Der Roman wurde in unserer Klasse sehr unterschiedlich aufgenommen und wir sind nicht zu einem einheitlichen Urteil gelangt. Die eine Hälfte der Klasse würde das Buch weiterempfehlen, weil es spannend geschrieben ist und man deshalb gar nicht aufhören möchte das Buch zu lesen. Zweitens hat dieser Hälfte der Klasse gefallen, dass die Hauptfigur Joel etwas verrückt ist und man daher zwischendurch immer mal wieder über ihn lachen oder nachdenken muss. Man meint allerdings, dass der Junge jünger ist als 13 Jahre, er wirkt nach Meinung der Klasse oft etwas kindisch.

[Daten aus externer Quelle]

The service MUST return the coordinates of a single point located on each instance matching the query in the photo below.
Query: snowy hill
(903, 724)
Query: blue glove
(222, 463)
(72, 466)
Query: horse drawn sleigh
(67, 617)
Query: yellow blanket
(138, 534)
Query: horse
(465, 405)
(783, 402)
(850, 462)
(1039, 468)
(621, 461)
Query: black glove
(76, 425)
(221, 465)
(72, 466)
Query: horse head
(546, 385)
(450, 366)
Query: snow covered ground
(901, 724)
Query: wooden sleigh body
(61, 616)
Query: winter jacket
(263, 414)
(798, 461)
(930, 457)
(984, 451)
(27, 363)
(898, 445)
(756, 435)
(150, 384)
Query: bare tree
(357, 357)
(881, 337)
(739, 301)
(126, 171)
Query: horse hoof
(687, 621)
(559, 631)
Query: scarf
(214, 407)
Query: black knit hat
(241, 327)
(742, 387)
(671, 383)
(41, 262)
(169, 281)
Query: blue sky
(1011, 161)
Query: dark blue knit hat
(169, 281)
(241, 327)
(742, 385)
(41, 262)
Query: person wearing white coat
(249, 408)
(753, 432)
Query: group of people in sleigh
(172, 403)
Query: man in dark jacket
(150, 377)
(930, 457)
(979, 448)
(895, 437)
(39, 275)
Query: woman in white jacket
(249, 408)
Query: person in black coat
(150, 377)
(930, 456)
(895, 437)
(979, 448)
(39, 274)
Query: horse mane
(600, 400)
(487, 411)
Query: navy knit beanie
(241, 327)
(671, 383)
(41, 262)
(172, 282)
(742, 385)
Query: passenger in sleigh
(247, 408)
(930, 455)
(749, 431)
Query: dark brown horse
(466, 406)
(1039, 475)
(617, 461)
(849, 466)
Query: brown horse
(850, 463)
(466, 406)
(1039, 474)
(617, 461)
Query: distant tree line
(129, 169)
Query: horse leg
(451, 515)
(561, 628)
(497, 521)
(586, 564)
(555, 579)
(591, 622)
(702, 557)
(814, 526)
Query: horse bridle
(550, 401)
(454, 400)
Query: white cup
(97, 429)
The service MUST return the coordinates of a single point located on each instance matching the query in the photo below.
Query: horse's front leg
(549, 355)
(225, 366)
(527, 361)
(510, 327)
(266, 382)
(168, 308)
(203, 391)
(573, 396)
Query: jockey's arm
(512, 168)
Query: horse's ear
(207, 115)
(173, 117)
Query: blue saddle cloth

Was uns auch gestört hat, ist, dass das Ende offen bleibt. Man weiß nicht so richtig, warum das Buch gerade jetzt endet. Unserer Meinung nach passt auch der Titel des Romans gar nicht zur Handlung, da er sich auf einen Teil des Buches bezieht, den wir unwichtig finden.

Wir waren uns nicht darüber einig, ob den Roman am besten Jungen oder Mädchen lesen können. Einige waren der Auffassung, es sei ein Jungenbuch, weil die Hauptfigur auch ein Junge ist. Andere waren eher der Meinung, es sei gerade deswegen ein Mädchenbuch, weil die Mädchen sich durch diesen Roman gut in die Lage eines Jungen versetzen können.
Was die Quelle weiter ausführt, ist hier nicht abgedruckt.